振り返ってみれば、家庭用4Kテレビを他社に先駆けて提案したのは東芝REGZA(レグザ)であった。2011年に発表された「55X3」がそれである。爾来、4Kトレンドを牽引してきた東芝の、この春夏モデルの展開が実に興味深い。
40V型から84V型まで全サイズの4Kテレビを用意し、しかもIPSタイプでLED エッジライト方式の84V型(84Z9X)を除くすべてのモデルに正面コントラストの優れたVAパネルを採用、独自開発の直下型LEDバックライトを組み合わせているのである。そして、40V型(40J9X)以外の3モデル(50Z9X/58Z9X/65Z9X)にエリア駆動によるローカルディミング(部分減光)の手法を与え、劇的なコントラスト向上に基づく高画質化を図っているのだ。
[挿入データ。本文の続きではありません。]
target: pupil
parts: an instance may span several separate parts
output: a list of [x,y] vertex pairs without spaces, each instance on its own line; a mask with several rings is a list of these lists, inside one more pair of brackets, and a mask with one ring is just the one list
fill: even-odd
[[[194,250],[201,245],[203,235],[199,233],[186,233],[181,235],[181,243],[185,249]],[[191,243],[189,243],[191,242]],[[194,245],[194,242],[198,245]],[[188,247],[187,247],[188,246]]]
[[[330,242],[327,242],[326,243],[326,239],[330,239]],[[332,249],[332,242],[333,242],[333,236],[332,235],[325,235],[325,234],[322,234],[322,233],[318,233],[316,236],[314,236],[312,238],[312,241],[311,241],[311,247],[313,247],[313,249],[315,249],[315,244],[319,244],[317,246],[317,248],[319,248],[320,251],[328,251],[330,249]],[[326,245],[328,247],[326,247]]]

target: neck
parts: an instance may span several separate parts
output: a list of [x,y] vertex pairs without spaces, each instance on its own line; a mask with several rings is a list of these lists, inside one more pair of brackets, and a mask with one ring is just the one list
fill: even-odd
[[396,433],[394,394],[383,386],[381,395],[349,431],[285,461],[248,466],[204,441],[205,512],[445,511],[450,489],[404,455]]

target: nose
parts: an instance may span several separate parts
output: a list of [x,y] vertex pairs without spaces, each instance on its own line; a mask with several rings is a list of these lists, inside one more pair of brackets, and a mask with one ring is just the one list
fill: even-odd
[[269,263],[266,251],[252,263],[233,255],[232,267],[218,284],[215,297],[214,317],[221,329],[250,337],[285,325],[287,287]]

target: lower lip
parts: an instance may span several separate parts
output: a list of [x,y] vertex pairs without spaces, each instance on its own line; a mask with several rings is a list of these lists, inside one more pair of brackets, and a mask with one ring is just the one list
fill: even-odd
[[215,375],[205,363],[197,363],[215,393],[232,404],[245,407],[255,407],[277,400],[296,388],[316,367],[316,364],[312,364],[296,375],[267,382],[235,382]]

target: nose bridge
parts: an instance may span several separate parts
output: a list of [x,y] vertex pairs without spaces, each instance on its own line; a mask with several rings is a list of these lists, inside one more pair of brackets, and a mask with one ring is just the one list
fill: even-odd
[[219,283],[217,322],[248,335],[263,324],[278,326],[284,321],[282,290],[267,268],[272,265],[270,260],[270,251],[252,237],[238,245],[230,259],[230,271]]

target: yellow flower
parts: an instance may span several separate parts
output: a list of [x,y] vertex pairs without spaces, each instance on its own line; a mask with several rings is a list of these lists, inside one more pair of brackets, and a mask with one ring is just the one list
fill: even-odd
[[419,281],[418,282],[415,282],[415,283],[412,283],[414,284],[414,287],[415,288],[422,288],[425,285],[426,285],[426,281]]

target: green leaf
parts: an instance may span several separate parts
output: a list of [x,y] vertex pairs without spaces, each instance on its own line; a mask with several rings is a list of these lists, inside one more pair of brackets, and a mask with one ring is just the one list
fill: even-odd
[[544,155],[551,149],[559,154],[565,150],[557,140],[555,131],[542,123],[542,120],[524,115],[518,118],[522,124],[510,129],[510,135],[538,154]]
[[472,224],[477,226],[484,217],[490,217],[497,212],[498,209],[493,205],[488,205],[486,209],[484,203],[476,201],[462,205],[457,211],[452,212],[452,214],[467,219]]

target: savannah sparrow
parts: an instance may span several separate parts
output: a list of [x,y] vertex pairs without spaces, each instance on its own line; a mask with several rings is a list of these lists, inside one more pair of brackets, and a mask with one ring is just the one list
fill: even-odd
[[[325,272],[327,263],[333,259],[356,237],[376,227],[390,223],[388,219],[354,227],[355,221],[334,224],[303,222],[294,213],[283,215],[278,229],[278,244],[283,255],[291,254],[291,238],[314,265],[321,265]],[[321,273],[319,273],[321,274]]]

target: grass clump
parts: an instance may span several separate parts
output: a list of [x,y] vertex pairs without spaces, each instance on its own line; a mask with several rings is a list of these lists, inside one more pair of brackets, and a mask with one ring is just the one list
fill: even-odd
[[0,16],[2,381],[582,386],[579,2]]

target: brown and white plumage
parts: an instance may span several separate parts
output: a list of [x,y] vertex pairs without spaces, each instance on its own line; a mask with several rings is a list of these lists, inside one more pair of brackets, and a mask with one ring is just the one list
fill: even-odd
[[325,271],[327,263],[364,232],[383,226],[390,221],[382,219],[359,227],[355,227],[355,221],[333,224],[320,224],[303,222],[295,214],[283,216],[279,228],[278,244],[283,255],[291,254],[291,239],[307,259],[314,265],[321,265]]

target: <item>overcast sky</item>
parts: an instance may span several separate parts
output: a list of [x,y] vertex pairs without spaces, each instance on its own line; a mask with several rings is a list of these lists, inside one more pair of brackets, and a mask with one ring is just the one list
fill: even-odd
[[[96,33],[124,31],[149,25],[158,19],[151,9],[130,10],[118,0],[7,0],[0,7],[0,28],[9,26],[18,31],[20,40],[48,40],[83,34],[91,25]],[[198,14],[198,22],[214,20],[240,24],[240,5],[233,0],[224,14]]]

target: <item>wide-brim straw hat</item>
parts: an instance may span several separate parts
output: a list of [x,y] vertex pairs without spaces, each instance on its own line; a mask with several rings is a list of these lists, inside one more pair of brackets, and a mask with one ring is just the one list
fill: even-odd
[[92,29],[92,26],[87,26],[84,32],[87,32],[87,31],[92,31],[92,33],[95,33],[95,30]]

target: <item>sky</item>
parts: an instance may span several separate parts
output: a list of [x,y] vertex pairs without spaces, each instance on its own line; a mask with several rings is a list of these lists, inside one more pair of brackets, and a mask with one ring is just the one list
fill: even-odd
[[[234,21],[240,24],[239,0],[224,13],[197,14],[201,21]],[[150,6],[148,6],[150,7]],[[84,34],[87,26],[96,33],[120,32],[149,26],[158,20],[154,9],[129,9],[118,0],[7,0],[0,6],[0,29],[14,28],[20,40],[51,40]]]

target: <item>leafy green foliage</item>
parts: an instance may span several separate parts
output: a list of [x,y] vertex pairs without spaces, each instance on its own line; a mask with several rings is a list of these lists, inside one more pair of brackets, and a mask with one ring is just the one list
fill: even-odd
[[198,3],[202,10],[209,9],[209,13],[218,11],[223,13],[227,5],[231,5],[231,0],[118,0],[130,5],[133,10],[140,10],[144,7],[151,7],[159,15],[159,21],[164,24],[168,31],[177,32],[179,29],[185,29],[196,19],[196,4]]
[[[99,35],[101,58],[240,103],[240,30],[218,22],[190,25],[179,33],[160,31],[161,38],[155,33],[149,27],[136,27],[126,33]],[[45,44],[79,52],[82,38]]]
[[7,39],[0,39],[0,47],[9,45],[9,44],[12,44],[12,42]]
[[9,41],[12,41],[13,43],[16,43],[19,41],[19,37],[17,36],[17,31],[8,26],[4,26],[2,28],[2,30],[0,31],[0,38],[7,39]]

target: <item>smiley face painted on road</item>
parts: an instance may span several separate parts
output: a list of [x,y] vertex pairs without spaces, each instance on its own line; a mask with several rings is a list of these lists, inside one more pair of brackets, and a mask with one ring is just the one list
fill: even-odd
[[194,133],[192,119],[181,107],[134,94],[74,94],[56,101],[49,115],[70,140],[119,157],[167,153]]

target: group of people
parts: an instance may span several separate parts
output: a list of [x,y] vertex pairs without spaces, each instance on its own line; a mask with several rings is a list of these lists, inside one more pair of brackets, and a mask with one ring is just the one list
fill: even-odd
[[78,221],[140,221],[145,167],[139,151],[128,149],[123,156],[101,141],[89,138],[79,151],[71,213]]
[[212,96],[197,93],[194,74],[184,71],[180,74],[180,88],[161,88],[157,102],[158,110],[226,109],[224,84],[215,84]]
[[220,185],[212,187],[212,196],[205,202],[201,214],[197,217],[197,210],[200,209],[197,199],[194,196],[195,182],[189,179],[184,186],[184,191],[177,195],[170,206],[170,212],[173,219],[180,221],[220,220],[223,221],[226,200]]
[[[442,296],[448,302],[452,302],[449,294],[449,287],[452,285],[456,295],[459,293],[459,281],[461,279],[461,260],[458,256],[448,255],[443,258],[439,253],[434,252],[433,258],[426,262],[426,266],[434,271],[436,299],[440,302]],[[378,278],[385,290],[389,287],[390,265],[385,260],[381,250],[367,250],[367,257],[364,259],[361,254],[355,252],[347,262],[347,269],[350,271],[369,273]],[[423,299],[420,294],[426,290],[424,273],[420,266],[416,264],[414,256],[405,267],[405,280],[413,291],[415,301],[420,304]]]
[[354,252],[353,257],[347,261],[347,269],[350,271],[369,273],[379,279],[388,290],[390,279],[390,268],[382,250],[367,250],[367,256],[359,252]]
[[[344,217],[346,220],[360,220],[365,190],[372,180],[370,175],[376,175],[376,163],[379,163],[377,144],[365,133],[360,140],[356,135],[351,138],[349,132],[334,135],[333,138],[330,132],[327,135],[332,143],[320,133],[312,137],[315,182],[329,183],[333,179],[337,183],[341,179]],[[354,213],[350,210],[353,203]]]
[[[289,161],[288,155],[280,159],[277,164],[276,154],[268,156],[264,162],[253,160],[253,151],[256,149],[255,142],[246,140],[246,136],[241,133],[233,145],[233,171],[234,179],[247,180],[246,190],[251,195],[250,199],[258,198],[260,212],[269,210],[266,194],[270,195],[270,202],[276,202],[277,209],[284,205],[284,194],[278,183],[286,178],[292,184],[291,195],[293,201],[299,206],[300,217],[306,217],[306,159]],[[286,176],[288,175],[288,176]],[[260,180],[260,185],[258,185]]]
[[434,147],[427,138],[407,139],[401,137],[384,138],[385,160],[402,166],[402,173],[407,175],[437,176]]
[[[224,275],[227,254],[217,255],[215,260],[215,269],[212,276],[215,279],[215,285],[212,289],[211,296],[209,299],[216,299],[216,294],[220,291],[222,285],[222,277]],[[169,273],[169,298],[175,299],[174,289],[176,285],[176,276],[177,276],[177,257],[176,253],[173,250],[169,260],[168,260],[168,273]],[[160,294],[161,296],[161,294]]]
4K高解像度に見合うオーバーオールの画質性能を磨こうとする東芝の本気度がうかがえる展開といっていいだろう。
家庭用液晶テレビの開発においては、バックライトを装備した液晶パネルの供給を受けるのが一般的だ。しかし東芝は、昨年の秋冬モデルの「Z8」シリーズ(フルHDタイプ)から液晶パネルのみを調達し、自社開発のLEDバックライトモジュールをパネル直下に組み合わせる作戦に出た。この手法を採ると開発コストは飛躍的にかさむはずだが、液晶テレビの画質改善に根本から取り組むため、あえてこの作戦に出たのだろう。
その目的は3つ。1つはパネル直下に置くことでLEDの数を増やして明るさを稼ぐこと、2つめが直下型ならではのLEDのきめ細かなローカルディミングによってコントラストを飛躍的に高めること、そして3番目が広色域なLEDバックライトを採用することで色再現を向上させることである。
明るさについては、昨年の4Kモデル「Z8X」に比べて75%アップの700nit(1 平方メートル当たりの輝度単位=700カンデラ)を実現しているが、それに加えて画面の明るい部分のピーク輝度を復元する「きらめきLED エリアコントロール」と、ガンマカーブを適応的に制御して撮影時に圧縮されたハイライト部分の伸びを復元する「ハイダイナミックレンジ復元」という2つの手法を盛り込み、白の輝きと明部の階調表現を両立させている点にも注目したい。
液晶テレビの弱点といわれ続けてきた色再現については、色域の広いLEDバックライトの採用とカラーフィルターの最適化で広色域化を実現している。同様の手法を採った昨秋のフルHD機「Z8」シリーズよりもさらに色域は広がっており、昨年の4Kモデル「Z8X」よりも約30%色再現範囲が拡大され、デジタルシネマの技術標準化団体であるDCIが定めた色域をほぼ満たす表現力を身につけたという。
それに加えて、「Z9X」シリーズの色再現アプローチで個人的にもっとも興味をひかれるのが“最明色”(さいめいしょく)コンセプトの導入だ。Z9Xは先述の通り、ハイビジョン規格のITU-R BT.709よりもはるかに広い色域を有しているわけだが、ただやみくもに広色域の映像を映し出しても「現実世界にはあり得ない奇妙な色」になる危険性がある。
そこで東芝技術陣が注目したのが「光の反射によって得られる物体色には、物理的な鮮やかさの限界がある」という科学的知見であった。その限界を超えると「反射」ではなく、その物体自体が光って見えるようになる。つまり不自然な色になってしまうわけだ。各色によって異なるその限界値を“最明色”と呼ぶのである。